Quanto se mergulha na análise dos dados divulgados, porém, verifica-se que também há muitos motivos para os analistas advertirem sobre os riscos de a meta não ser alcançada ou, pior ainda, suspeitas de que o governo não esteja se empenhando suficientemente para estabilizar a dívida pública.
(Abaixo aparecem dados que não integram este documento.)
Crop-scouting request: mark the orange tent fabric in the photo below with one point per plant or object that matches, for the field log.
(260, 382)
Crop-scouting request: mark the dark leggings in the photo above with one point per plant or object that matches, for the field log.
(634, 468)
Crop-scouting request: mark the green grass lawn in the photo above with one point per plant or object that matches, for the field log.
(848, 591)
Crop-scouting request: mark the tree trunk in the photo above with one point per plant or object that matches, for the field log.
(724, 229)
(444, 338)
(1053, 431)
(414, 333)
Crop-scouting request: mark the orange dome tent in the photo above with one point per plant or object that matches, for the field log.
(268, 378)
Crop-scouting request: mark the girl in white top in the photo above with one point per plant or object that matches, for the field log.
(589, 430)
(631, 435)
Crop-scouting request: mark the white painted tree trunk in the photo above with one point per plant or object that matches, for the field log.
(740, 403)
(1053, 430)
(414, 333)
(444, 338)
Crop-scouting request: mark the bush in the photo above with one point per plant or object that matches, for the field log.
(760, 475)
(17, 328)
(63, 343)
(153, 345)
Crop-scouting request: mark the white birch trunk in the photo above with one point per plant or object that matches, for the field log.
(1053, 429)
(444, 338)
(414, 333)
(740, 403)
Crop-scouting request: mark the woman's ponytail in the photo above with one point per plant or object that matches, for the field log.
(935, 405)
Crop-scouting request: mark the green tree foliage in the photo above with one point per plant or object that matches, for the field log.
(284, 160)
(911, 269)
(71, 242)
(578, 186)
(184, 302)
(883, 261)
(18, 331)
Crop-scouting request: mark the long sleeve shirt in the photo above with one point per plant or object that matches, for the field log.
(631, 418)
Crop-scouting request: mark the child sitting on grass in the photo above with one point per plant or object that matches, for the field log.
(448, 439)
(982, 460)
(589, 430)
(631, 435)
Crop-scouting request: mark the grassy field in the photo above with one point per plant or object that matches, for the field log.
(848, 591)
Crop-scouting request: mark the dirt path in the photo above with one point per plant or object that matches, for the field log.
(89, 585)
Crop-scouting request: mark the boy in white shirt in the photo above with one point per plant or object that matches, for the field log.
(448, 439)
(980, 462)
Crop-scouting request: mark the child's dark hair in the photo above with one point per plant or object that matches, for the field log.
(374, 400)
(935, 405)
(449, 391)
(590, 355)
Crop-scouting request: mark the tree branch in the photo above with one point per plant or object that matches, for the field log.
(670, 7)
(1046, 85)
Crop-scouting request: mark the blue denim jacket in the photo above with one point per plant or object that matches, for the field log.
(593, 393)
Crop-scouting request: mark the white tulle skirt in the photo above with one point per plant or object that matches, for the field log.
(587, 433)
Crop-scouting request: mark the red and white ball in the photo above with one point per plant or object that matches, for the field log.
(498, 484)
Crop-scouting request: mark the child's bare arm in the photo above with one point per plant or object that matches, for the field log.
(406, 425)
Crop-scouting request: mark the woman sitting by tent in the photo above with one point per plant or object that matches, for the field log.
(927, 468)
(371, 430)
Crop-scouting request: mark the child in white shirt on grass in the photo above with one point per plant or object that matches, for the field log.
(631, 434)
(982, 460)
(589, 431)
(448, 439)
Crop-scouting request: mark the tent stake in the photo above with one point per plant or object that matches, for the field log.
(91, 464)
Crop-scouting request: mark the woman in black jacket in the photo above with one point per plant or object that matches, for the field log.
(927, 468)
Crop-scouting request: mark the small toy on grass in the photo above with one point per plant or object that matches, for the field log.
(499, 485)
A tese da “matemágica” se sustenta em três bases. Em primeiro lugar, a área econômica do governo tem compensado a frustração de arrecadação neste ano (-25,8 bilhões) com a expansão de receitas extraordinárias, como royalties do petróleo (+4,6 bilhões), maiores dividendos de estatais como BNDES e Petrobras (+10,1 bilhões) e outros ingressos mal especificados (+14,7 bilhões). Nesse item, pesa contra o governo a perda de credibilidade gerada pelo erro de estimação referentes à alteração da regra decisória do Carf e dos acordos com devedores tributários, que geraram bem menos recursos do que o anunciado inicialmente.

Já no campo das despesas, os analistas têm muitas dúvidas em relação à trajetória dos gastos previdenciários (que nas contas do governo cairiam de uma média de quase R$ 100 bilhões ao mês de abril a julho para pouco mais de R$ 70 bilhões mensais até o final do ano), ainda mais depois dos resultados do “pente-fino” realizado em benefícios do INSS, que vieram aquém do esperado.

Por fim, preocupa ao mercado o elevado volume de recursos alocados na linha de exceções à meta de resultado primário. Somados os créditos extraordinários abertos para atender às consequências das emergências climáticas (enchentes no Rio Grande do Sul e combate aos incêndios), o pagamento de precatórios e outras despesas excepcionalizadas, em torno de R$ 40,5 bilhões de gastos estão fora do ajuste fiscal.

A “matemágica” fiscal, tão criticada pelos analistas do mercado, justifica-se, portanto, pelo temor quanto a novas frustrações de receitas, revisões de gastos abaixo do projetado e um volume crescente de gastos fora do arcabouço.

Esse cenário também explicaria por que, apesar do crescimento do PIB e da reversão do déficit primário de -2,1% do PIB em 2023 para -0,25% (na atual projeção do governo) ou -0,6% do PIB (mediana das projeções do mercado) em 2024, a dívida pública continua subindo no Brasil: calculado como proporção do PIB, o indicador subiu de 71,4% no primeiro mês deste mandato de Lula para preocupantes 78,5% em julho.

É sempre bom lembrar que, não importa se a regra fiscal é teto ou arcabouço, a métrica que realmente interessa é se o endividamento do governo está ou não sob controle.

E contra ela não há mágica que esconda a realidade mostrada pelos números.